Я думал, он вскочит, кинется на меня с кулаками или, по меньшей мере, обложит в десять этажей, — ничуть не бывало. Он только движение губами сделал, но ничего не сказал.

— Нельзя задевать национальность, — продолжал я, — это ж обидно… и подло, — добавил с запинкой и подумал, что теперь уж он точно кинется…

Но Саломыков, представьте себе, и на этот раз не вскинулся.
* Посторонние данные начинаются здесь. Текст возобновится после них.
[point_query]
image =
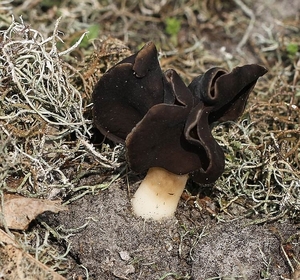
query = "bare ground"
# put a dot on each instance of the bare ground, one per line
(216, 239)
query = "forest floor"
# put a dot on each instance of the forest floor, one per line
(245, 226)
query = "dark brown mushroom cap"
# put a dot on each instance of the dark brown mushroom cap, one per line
(126, 92)
(164, 123)
(157, 140)
(222, 97)
(178, 136)
(226, 92)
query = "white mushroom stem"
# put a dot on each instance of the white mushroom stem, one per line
(158, 195)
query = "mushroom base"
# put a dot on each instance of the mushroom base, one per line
(158, 195)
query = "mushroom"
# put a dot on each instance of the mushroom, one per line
(166, 126)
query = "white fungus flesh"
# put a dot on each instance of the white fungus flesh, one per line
(158, 195)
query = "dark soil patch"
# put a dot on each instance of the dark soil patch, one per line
(117, 245)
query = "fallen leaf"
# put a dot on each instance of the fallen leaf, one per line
(15, 263)
(19, 211)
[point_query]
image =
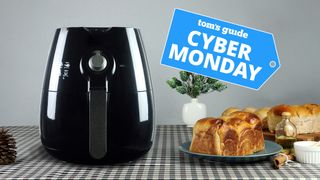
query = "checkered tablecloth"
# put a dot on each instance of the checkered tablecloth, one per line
(164, 161)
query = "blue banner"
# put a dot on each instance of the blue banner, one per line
(220, 49)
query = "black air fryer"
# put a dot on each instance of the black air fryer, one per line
(97, 102)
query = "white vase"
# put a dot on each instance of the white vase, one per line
(193, 111)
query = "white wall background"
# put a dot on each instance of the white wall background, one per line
(27, 29)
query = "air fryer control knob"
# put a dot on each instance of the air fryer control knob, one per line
(97, 62)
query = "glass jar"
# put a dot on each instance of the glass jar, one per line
(286, 132)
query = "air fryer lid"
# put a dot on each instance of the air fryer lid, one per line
(99, 54)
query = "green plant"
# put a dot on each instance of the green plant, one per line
(194, 84)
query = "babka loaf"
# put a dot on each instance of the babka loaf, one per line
(305, 117)
(239, 133)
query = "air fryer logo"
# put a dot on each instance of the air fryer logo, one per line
(65, 66)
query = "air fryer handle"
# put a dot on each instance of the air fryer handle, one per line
(98, 100)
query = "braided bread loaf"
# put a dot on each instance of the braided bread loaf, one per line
(239, 133)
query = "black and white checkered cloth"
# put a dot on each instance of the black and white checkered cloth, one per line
(164, 161)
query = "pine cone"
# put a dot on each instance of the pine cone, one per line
(7, 147)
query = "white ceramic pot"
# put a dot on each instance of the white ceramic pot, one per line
(193, 111)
— Да что ты все хлопочешь, Земсков? — сказал он. — Чего ты все за них?

— За кого — за них?

— Ну, за татар… Может, ты и сам…

— Что — сам? — спросил я резко. — Чернопопый, да?

— Опять лезешь в бутылку… Я же не со зла, Земсков. Послужишь с мое на флотах, сам поймешь — без подначки в морском деле не бывает.

— Это не подначка. Это оскорбление.

Он живо повернулся на бок, ко мне лицом, искаженным злой гримасой.

— А меня не оскорбляли? Что я им сделал такого? За что мне Ахметка, сволочь, рожу раскровенил?

— Какой Ахметка? — удивился я. — Алеша Ахмедов?

— Да нет, — поморщился он. — На, закури.

Мы свернули самокрутки, Саломыков высек огня, и мы задымили. Филичевый табак в наших цигарках потрескивал, выбрасывал искры. Саломыков рассказывал неохотно, пересыпая свои слова ругательствами. Я так понял, что до службы, когда он жил в Крыму, в степном городке, у них в депо работала счетоводом смазливая татарочка Зуля (наверно, Зулейха), и он стал «клинья под нее подбивать». Да и всего-то было, что разок в кино ее сводил и потискал. А Зулькин брат Ахметка подстерег у кирпичного завода и давай молотить… Хорошо еще, ножом по горлу не полоснул, с него станется… Он был уголовник, его в городе все знали, что лучше не связываться…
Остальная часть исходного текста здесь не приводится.